Homer, I think that is a pretty good description of "fish happiness."

I do doubt that the person at the fish store knows in what conditions the fish he is selling were raised. Most of those come in large boxes from far away places. Even if he sells locally raised fish he probably doesn't know the water conditions in which they were kept. Fish store personnel are widely criticized for lack of knowledge, and properly so, although there are exceptions.

The PH of the water in a bag of fish is usually acid, because the fish give off CO2 as a byproduct of respiration.

I agree with your method of acclimation. I would add that any water from the fish store should be discarded because of the chance that it contains pathogens.
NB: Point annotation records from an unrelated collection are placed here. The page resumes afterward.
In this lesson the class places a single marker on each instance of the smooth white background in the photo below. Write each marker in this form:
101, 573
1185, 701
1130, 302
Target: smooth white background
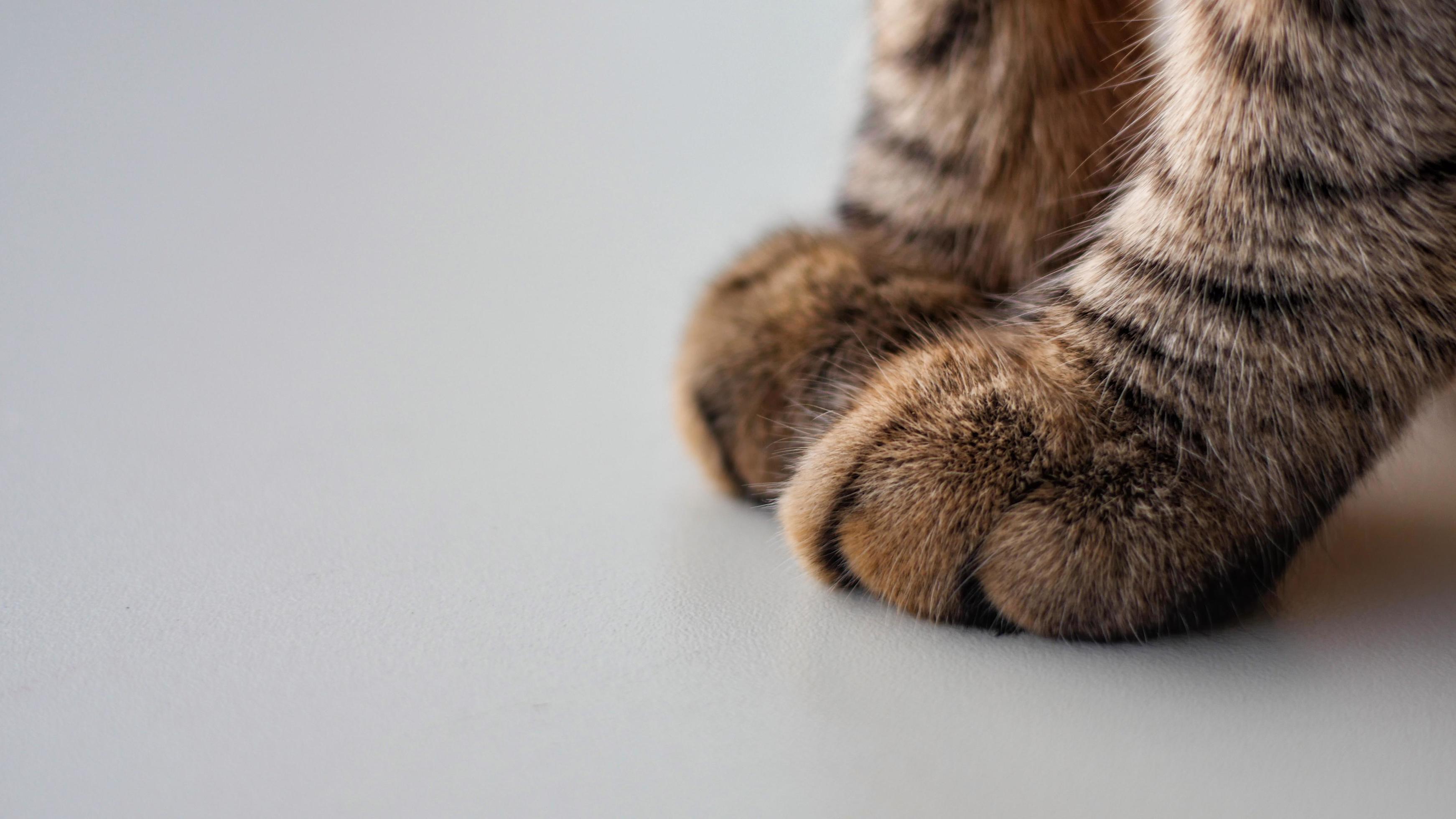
337, 476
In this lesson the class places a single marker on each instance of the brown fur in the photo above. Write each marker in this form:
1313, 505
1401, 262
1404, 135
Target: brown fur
1257, 318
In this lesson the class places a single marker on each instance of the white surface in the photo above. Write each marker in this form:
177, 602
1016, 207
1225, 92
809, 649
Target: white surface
337, 475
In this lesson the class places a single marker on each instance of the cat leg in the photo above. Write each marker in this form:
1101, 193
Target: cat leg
1258, 318
995, 115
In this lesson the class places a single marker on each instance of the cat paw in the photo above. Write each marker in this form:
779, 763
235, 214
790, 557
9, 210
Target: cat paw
782, 338
990, 481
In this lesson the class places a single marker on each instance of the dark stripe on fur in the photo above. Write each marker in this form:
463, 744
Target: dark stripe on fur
1299, 182
1343, 12
1135, 341
965, 24
914, 150
948, 241
1210, 287
1136, 402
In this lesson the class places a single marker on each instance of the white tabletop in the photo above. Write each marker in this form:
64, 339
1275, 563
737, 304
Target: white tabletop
337, 476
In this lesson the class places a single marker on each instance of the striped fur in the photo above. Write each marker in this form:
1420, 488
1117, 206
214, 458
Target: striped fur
1258, 315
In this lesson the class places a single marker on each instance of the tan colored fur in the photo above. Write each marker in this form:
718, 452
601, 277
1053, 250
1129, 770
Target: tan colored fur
1254, 320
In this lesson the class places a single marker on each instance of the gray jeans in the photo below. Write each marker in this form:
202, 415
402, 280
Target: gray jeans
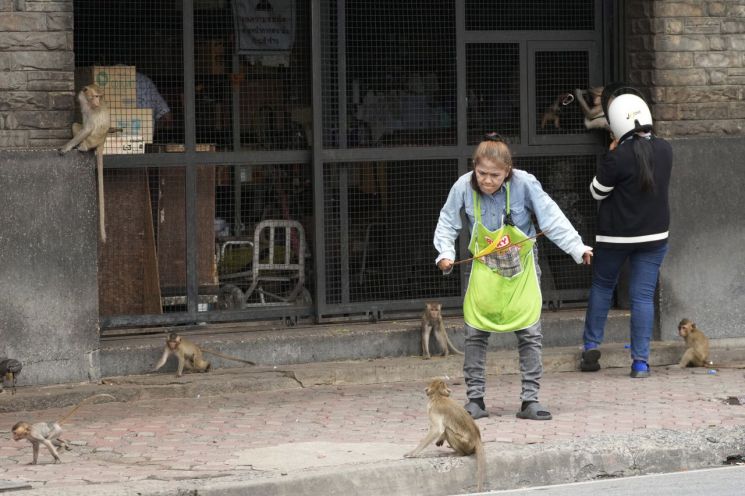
529, 346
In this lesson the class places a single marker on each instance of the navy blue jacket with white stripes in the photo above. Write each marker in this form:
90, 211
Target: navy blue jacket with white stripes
628, 216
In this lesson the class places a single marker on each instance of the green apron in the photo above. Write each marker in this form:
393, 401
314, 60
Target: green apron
503, 291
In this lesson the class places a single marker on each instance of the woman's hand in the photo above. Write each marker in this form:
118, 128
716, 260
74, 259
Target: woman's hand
445, 264
587, 256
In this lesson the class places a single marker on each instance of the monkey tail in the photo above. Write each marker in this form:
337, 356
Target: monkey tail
83, 402
228, 357
101, 201
480, 466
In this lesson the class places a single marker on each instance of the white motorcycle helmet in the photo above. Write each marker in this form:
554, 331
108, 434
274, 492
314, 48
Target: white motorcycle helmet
628, 114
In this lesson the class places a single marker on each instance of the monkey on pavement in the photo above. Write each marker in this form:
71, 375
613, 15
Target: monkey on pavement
448, 421
48, 433
92, 136
697, 345
432, 320
190, 355
9, 370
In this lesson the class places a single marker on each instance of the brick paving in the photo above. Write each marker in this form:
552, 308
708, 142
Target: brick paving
169, 439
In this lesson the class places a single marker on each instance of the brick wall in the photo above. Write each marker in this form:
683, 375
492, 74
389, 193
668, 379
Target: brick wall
36, 73
689, 58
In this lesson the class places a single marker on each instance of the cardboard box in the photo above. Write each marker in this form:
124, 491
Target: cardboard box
124, 145
119, 83
133, 122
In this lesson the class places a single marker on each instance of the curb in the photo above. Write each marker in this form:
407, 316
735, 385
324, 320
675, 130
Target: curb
597, 457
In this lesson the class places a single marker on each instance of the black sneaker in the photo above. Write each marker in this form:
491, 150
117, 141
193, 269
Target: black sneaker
639, 369
589, 361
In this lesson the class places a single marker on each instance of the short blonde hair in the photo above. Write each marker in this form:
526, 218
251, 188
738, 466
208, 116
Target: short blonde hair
496, 151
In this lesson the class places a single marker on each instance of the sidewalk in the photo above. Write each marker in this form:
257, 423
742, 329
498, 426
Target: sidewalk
343, 427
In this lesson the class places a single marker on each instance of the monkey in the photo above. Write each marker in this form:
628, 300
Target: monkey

Also, the fish should go into a quarantine tank for a few weeks just in case in is infected with something. I think we all violate this rule and usually get away with it, but every now and then a new sick fish turns a paradise of a tank into a death trap.

Bill


----------



## rohape (Feb 7, 2005)

aquabillpers said:


> Also, the fish should go into a quarantine tank for a few weeks just in case in is infected with something. I think we all violate this rule and usually get away with it, but every now and then a new sick fish turns a paradise of a tank into a death trap.
> 
> Bill


The quarantine issue: I was so tired of this I just bought a UVS, since then I have not had a single illness. I have been running one for about 2 years now, 24/7. Since we're on the "El Natural" forums, I'll mention that my most recent UVS purchase was JBJ's Submariner. Very cool design and about time someone made this!  I am 100% pleased with it.
http://www.jbjlighting.com/sys_uv.html


----------



## Homer_Simpson (Apr 2, 2007)

aquabillpers said:


> ... I think we all violate this rule and usually get away with it, but every now and then a new sick fish turns a paradise of a tank into a death trap...
> 
> Bill


Yes, you are so right. When I got rid of my severum cichlid in my 20 gallon to convert the tank into a tank with various smaller community tank, I inadevertently introduced some rams with what I suspect were gill flukes. The next morning, one by one(rams and non-rams), I would see the fish resting on the bottom, gasping like they were suffocating. They would not recover and would die. At first, I thought it was ammonia or nitrite poisoning as these symptoms are classic symptoms of nitrite/ammonia poisoning. But when I checked my water parameters, nitrites and ammonia were zero and the tank was fully cycled. The only other thing that came to mind was insuffcient oxygen, but I knew that this could not be the case as I had a bubble tube aerating the water and two different aquarium heavily bubbling aquarium ornaments. Then after carefully observing my fish. I would notice the fish the day before repeatedly scratching against aquarium ornaments. Then, it hit me, the tank had *parasites* I tried the classic remedy of adding aquarium salt and turning up the temperature. This did not work. Now, I had two options, tear the tank apart, bleach it and start over and keep a quarantine tank to prevent this problem in the future or just bite the bullet and get a UV sterilizer. The only other option was to treat the tank with anti-parasitic medication and hope that this would take care of the problem. Of course, this would have resulted in the destruction of my biological filter which is not something I wanted to do. The lazy Homer Simpson part of me could not imagine going through the trouble of tearing down the tank and the added trouble of setting up a quarantine tank. I opted for the UV sterilizer. Almost immediately, the mysterious fish deaths stopped as quickly as they had started. That was the best investment I made and have no regrets.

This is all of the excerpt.